Restons avec ce quatuor et passons à Iris, autre morceau assez doux nous proposant des solos fort bien dosés, puis avec la sautillante Central Park Ouest, montrant la complicité évidente entre les musiciens. La dernière pièce avec cet ensemble est Virgo, autre morceau en apparence feutré, mais où ont sent un certain désir de tempête, qui se manifeste davantage durant les différents solos.

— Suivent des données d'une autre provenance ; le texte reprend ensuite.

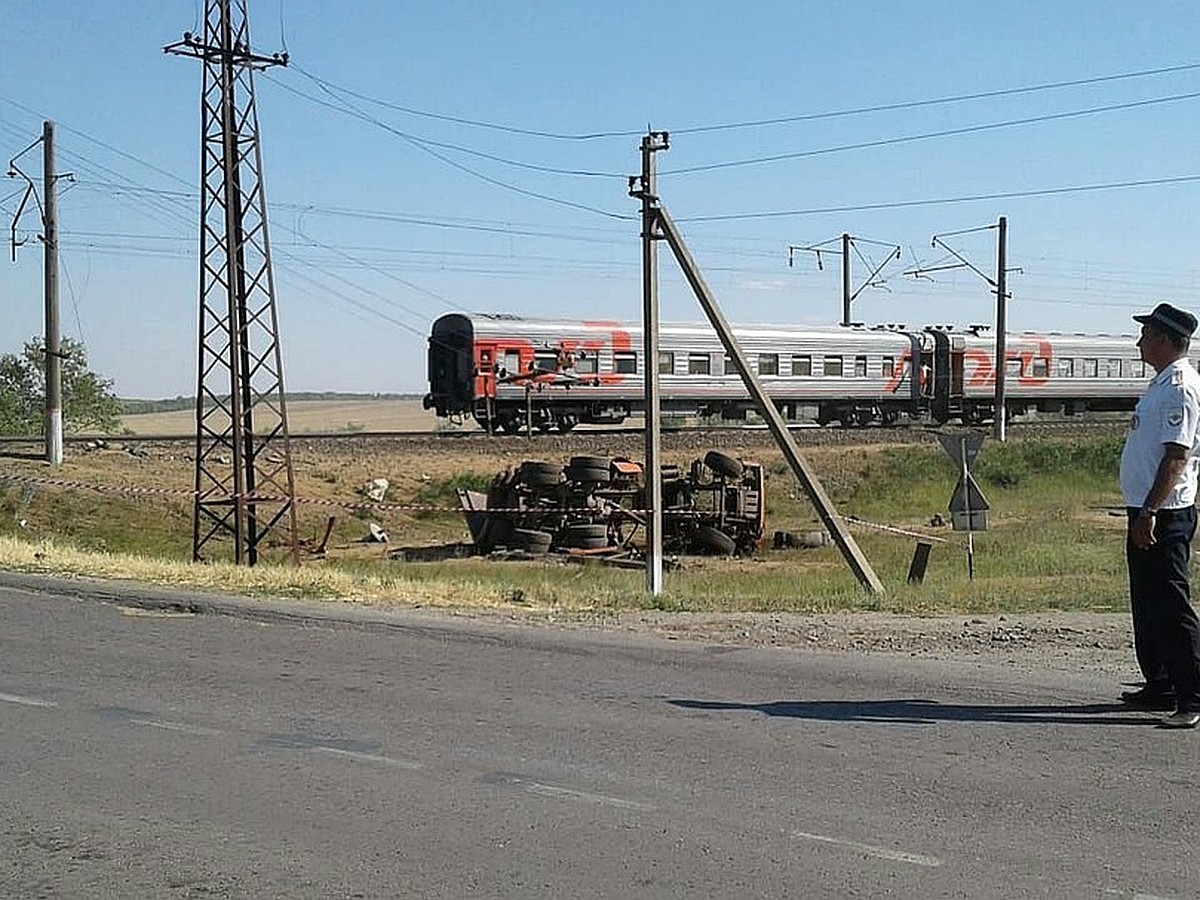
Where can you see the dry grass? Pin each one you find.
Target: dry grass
(1048, 549)
(309, 417)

En plus d’André Leroux, l’autre ensemble laisse place aux talents de François Bourassa au piano, Rémi-Jean Leblanc à la contrebasse et John Hollenbeck à la batterie et mise davantage sur des compositions originales et sur un jazz moderne à la new-yorkaise, repoussant un peu plus les conventions du genre! C’est donc là qu’on a droit aux pièces plus corsées de la proposition. Ceci étant dit, E.M. (compo de Bourassa) nous amène dans un univers empreint de mystère de de tension, mais sans jamais véritablement nous donner le vertige qu’on peut attendre de morceaux plus intenses. En revanche, Forced Empathy (de John Hollenbeck) et Last Minute (de François Bourassa) permettent aux musiciens de se gâter un peu plus avec des morceaux plutôt chirurgicaux, ce qui n’est toutefois pas du tout pour toutes les oreilles. Mentionnons toutefois la très groovy Up and Up (de Rémi-Jean Leblanc), d’une grande efficacité.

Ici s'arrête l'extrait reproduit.